Do you think that even with the overhead I would be able to get the A > B information?
Like: overhead + time(A) > overhead + time(B) => A > B.
If so, I’m not too much concerned about the accuracy.

Not sure if I was clear,

Thanks again

Jon,
I need to create a database of basics blocks and their execution time. The only
thing I'm concerned is if a block A is more expensive than a block B.
Do you think that even with the overhead I would be able to get the A > B
information?
Like: overhead + time(A) > overhead + time(B) => A > B.
If so, I'm not too much concerned about the accuracy.

Depends on your platform. Different counters have different resolutions, anywhere from miliseconds to 10's of cycles, and the overhead can have a bit of variability too, which means that 'overhead + time(A) > overhead + time(B) => A > B' is not necessarily true. When overhead >> time(A) (or B), then you're not going to get a meaningful measurement.

Cheers,

Jon

If you are on X86, you can use the rdtsc/rdtscp llvm intrinsics -
http://permalink.gmane.org/gmane.comp.compilers.llvm.cvs/185208

with RDTSCP you can double fence your basic block so you can be sure that the OOO scheduling does not schedule instructions that you don’t intend to measure, however note that there is a huge overhead as a result of this.

RDTSC has a much lower overhead since it only reads your TSC reg but if you are measuring a small basic block it won’t be accurate.

thanks,
sathvik

rdtsc is pretty good but keep in mind that the tsc register is not kept consistent across cores.

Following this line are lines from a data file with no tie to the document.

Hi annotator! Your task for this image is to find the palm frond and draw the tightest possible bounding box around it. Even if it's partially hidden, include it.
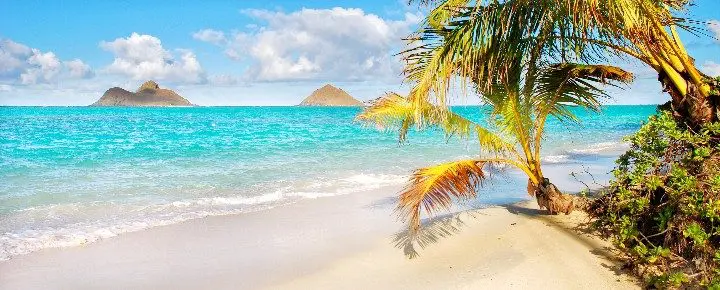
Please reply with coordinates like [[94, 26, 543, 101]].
[[532, 63, 633, 120], [396, 160, 501, 232], [356, 93, 515, 155]]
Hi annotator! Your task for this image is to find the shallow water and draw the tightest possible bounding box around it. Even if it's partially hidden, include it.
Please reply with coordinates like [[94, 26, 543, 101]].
[[0, 106, 655, 260]]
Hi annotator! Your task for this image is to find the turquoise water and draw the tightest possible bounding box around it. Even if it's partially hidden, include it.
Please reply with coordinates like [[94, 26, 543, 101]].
[[0, 106, 655, 260]]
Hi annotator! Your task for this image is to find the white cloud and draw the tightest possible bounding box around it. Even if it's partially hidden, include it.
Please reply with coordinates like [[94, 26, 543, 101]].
[[0, 39, 92, 85], [192, 29, 226, 44], [708, 20, 720, 42], [20, 49, 62, 85], [100, 32, 206, 83], [63, 59, 94, 79], [200, 8, 420, 81], [208, 74, 242, 86], [700, 61, 720, 77]]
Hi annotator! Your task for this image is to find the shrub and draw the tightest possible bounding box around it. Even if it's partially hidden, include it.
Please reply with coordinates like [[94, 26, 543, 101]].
[[588, 112, 720, 289]]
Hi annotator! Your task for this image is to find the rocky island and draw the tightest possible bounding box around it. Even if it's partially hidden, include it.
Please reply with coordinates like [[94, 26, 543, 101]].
[[300, 84, 363, 107], [90, 81, 193, 107]]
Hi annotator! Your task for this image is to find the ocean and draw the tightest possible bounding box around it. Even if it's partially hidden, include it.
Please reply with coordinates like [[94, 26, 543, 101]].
[[0, 106, 655, 260]]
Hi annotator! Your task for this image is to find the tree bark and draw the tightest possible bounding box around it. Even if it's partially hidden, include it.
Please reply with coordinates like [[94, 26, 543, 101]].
[[528, 178, 575, 215], [658, 74, 720, 129]]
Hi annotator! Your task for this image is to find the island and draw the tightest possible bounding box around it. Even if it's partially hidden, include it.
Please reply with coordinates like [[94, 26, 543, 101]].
[[300, 84, 363, 107], [90, 81, 193, 107]]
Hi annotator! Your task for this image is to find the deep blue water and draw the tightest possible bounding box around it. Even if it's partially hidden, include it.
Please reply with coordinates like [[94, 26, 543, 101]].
[[0, 106, 655, 260]]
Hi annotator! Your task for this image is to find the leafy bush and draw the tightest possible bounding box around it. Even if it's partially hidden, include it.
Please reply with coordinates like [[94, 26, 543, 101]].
[[588, 112, 720, 289]]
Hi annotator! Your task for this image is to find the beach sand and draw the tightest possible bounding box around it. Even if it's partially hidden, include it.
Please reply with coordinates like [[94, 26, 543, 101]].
[[0, 188, 640, 289]]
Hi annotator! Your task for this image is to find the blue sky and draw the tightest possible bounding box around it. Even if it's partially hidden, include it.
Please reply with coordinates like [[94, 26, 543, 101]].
[[0, 0, 720, 105]]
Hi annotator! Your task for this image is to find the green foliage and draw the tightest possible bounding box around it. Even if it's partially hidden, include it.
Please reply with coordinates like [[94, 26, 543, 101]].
[[589, 112, 720, 289]]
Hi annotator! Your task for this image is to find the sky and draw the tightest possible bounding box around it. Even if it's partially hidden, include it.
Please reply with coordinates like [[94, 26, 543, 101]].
[[0, 0, 720, 106]]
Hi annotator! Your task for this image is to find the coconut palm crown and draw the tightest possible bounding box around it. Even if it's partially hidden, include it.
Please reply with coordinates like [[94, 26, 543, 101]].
[[357, 62, 632, 232], [403, 0, 720, 127]]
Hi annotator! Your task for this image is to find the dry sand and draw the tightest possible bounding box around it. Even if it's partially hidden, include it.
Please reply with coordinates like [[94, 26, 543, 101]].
[[0, 188, 640, 290]]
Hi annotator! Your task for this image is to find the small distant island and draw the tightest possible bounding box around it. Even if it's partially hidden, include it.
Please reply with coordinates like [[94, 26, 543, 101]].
[[90, 81, 193, 107], [300, 84, 363, 107]]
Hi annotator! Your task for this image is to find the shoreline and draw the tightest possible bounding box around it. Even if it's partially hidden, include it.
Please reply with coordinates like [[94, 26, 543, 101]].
[[0, 187, 639, 289]]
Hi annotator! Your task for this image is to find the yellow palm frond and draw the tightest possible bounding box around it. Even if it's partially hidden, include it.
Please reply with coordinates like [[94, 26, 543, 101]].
[[396, 160, 492, 232], [356, 93, 516, 155]]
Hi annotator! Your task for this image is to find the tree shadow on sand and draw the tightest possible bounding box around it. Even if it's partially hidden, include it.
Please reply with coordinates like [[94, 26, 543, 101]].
[[393, 209, 482, 259]]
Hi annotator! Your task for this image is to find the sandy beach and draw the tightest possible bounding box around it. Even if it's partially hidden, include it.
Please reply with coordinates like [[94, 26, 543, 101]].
[[0, 188, 639, 289]]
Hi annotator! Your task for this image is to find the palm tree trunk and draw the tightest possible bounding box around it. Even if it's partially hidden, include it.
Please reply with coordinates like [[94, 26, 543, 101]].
[[658, 74, 720, 129], [535, 178, 575, 215]]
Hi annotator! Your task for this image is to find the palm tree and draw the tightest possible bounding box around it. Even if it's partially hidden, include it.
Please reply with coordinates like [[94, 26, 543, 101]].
[[357, 62, 632, 232], [403, 0, 720, 128]]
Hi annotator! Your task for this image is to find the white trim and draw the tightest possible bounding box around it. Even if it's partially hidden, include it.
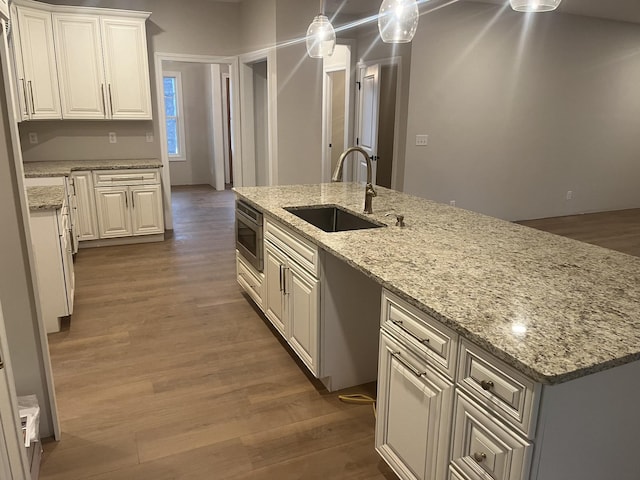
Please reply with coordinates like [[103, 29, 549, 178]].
[[352, 56, 404, 190], [154, 52, 242, 230], [159, 70, 187, 162]]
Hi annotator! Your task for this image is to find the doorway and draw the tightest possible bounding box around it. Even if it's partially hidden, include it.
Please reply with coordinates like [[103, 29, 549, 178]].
[[355, 57, 401, 188]]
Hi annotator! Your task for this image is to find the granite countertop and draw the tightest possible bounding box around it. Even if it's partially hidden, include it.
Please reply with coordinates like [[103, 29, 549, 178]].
[[235, 183, 640, 384], [23, 158, 162, 178], [27, 185, 65, 212]]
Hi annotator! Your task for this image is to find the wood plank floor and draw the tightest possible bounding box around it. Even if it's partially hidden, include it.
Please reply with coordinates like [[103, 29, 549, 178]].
[[41, 187, 640, 480], [41, 187, 396, 480]]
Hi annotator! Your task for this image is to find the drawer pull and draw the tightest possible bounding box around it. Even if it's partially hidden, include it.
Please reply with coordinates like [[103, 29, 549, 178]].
[[391, 320, 429, 343], [473, 452, 487, 463], [391, 352, 427, 377], [480, 380, 495, 392]]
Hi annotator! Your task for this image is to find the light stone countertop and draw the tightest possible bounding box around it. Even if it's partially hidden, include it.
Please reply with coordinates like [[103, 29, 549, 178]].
[[23, 158, 162, 178], [235, 183, 640, 384], [27, 185, 65, 212]]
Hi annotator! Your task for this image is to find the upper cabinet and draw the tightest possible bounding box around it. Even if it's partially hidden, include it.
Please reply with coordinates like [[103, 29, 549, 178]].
[[14, 0, 152, 120], [15, 6, 62, 120]]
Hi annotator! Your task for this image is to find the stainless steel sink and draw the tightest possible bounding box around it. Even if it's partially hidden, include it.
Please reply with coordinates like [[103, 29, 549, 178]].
[[285, 205, 386, 232]]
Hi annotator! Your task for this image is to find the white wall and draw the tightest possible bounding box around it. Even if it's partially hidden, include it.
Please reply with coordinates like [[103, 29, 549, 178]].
[[404, 3, 640, 220], [162, 61, 213, 186]]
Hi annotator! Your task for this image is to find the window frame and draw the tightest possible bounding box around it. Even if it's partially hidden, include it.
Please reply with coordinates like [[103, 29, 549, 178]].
[[162, 70, 187, 162]]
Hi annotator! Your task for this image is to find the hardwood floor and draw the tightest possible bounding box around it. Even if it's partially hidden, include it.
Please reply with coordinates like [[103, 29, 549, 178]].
[[518, 208, 640, 257], [41, 187, 640, 480], [41, 187, 396, 480]]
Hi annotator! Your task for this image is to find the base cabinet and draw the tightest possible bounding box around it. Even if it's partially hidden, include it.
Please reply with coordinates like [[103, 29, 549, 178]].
[[376, 331, 453, 480]]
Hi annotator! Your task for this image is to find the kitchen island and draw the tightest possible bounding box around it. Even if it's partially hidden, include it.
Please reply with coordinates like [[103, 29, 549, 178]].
[[236, 183, 640, 480]]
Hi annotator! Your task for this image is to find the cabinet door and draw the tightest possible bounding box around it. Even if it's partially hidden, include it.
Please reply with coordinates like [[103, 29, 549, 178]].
[[376, 333, 453, 480], [53, 13, 107, 119], [71, 172, 98, 241], [264, 243, 287, 336], [451, 391, 533, 480], [129, 185, 164, 235], [284, 261, 320, 375], [95, 187, 132, 238], [101, 17, 151, 120], [17, 6, 62, 120]]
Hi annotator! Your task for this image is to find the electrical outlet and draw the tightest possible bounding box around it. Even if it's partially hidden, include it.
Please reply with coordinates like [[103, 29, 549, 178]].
[[416, 135, 429, 147]]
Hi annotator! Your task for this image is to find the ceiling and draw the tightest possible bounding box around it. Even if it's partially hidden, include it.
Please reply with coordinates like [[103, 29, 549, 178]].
[[214, 0, 640, 23]]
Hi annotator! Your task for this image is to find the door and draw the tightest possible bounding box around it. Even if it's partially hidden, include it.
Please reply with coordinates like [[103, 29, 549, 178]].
[[356, 65, 380, 185], [96, 187, 132, 238], [53, 13, 107, 119], [0, 305, 31, 480], [284, 261, 320, 375], [129, 185, 164, 235], [376, 333, 453, 480], [101, 17, 151, 120], [264, 243, 287, 337], [18, 7, 62, 120], [71, 172, 98, 241]]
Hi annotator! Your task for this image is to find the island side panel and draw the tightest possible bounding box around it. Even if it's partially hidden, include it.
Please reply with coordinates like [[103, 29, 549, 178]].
[[320, 251, 382, 391], [531, 361, 640, 480]]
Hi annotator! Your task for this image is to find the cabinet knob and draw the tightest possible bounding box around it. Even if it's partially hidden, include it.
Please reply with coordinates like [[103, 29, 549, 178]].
[[480, 380, 494, 391], [473, 452, 487, 463]]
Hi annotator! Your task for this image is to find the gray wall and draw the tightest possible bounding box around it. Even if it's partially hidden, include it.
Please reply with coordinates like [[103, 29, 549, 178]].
[[20, 0, 240, 167], [276, 0, 322, 185], [163, 62, 213, 185], [404, 3, 640, 219]]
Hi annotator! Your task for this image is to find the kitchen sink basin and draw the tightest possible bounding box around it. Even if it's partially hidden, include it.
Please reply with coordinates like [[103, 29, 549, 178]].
[[285, 205, 386, 232]]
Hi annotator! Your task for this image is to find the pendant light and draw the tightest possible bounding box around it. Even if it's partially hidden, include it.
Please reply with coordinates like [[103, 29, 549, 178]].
[[509, 0, 562, 12], [378, 0, 420, 43], [307, 0, 336, 58]]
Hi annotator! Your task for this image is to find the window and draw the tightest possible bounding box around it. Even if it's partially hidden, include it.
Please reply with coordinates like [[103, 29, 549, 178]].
[[163, 72, 187, 160]]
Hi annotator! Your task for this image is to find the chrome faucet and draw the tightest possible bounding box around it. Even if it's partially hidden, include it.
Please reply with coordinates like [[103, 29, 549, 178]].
[[331, 147, 378, 213]]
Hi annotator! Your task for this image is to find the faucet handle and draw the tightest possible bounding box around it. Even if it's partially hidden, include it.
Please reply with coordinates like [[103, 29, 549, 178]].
[[385, 212, 405, 227]]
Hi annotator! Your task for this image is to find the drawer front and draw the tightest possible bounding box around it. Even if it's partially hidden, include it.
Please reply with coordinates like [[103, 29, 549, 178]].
[[264, 218, 319, 277], [236, 251, 264, 308], [93, 169, 160, 187], [458, 340, 540, 438], [451, 392, 533, 480], [381, 290, 458, 378]]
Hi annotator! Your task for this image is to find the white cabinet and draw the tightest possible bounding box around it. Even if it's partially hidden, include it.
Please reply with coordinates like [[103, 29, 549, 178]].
[[71, 171, 98, 242], [14, 6, 62, 120], [376, 330, 454, 480], [93, 169, 164, 239], [53, 13, 108, 119], [100, 17, 151, 120], [95, 185, 164, 238], [30, 200, 75, 333], [53, 13, 151, 120], [264, 220, 320, 376]]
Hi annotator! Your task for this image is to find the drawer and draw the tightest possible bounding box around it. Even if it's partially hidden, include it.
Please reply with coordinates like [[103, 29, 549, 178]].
[[451, 391, 533, 480], [264, 218, 319, 277], [458, 340, 540, 438], [236, 250, 264, 308], [381, 290, 458, 379], [93, 169, 160, 187]]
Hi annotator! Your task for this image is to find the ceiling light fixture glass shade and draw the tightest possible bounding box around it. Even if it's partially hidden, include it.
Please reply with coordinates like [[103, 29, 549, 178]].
[[378, 0, 420, 43], [509, 0, 562, 12], [307, 6, 336, 58]]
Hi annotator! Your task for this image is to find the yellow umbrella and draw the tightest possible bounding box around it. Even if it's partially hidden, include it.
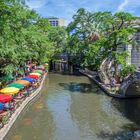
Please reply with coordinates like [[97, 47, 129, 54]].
[[0, 87, 19, 95], [30, 73, 41, 76]]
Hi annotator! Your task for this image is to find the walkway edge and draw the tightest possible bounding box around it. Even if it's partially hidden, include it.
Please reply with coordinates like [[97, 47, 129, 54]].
[[79, 70, 132, 99], [0, 74, 47, 140]]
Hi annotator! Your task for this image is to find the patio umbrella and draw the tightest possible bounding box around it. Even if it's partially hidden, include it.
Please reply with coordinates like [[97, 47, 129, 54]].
[[0, 103, 4, 110], [33, 70, 43, 73], [0, 87, 19, 95], [7, 83, 24, 89], [15, 80, 30, 86], [0, 94, 12, 103], [26, 75, 39, 79], [29, 73, 41, 76], [21, 77, 34, 83], [33, 70, 43, 74], [36, 68, 44, 70]]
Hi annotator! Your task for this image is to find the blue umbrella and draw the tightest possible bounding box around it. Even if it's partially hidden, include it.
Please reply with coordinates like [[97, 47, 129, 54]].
[[22, 77, 34, 82], [0, 103, 4, 110], [36, 68, 43, 70]]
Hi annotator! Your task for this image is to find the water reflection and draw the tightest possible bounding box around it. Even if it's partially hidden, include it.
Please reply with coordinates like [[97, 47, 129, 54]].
[[5, 74, 140, 140]]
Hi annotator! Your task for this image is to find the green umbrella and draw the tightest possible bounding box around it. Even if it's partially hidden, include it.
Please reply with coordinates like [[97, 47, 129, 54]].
[[34, 72, 42, 74], [7, 83, 24, 89], [0, 75, 14, 81]]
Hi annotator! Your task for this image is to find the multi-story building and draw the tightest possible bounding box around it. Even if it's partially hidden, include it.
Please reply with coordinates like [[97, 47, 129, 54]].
[[48, 17, 64, 27], [118, 18, 140, 67]]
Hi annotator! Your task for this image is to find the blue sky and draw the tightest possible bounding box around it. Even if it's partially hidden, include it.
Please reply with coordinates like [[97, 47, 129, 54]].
[[25, 0, 140, 25]]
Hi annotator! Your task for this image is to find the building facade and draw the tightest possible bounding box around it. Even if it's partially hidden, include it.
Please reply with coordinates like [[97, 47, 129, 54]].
[[48, 17, 64, 27]]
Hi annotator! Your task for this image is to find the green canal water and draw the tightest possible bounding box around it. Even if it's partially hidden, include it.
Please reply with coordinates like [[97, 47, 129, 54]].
[[4, 73, 140, 140]]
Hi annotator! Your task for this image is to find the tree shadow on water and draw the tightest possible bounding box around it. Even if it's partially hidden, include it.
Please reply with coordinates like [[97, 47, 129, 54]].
[[111, 99, 140, 128], [59, 82, 98, 94], [97, 124, 135, 140]]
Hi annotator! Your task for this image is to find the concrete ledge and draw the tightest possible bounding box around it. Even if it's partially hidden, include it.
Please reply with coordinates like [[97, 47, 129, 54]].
[[79, 70, 133, 99], [0, 74, 47, 140]]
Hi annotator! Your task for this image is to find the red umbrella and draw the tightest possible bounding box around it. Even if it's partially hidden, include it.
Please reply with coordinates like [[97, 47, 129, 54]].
[[0, 94, 12, 103], [27, 75, 39, 79]]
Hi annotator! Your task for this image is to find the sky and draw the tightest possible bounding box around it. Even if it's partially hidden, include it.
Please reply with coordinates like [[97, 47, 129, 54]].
[[25, 0, 140, 25]]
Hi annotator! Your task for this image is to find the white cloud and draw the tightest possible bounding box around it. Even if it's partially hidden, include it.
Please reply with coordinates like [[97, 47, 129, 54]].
[[25, 0, 47, 9], [118, 0, 128, 11]]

In general, it is consistent across cores on one cpu socket but not across sockets. But I’ve seen cases where there is a huge difference across cores on the same cpu socket. (this was because of bios settings used during the boot cycle.) If you can lock your thread(s) on specific cores, you can avoid these issues.

-bean

Hi,

I tried to use some profiling tools like gcov and perf, but as far as I know they can only give me the frequency that each basic block is executed.

For perf, this really depends on what you’re sampling on. For your use case, it seems that sampling CPU cycles would give the data that you want.

If you run something like perf record -e cycles -c 1000000 /path/to/program, is that perf will collect one sample every 1’000’000 cpu cycles. If you have a 2GHz CPU, that would mean one sample every 0.5ms. So the time taken by a basic block is roughly the number of samples in that block times 0.5ms.

GCOV on the other hand will give you the number of times each basic block was executed, which does not tell much about the running time.

Cheers,
Jonas

PS: try to just run perf stat /path/to/program to see the relationships between cycles, runtime, and other metrics.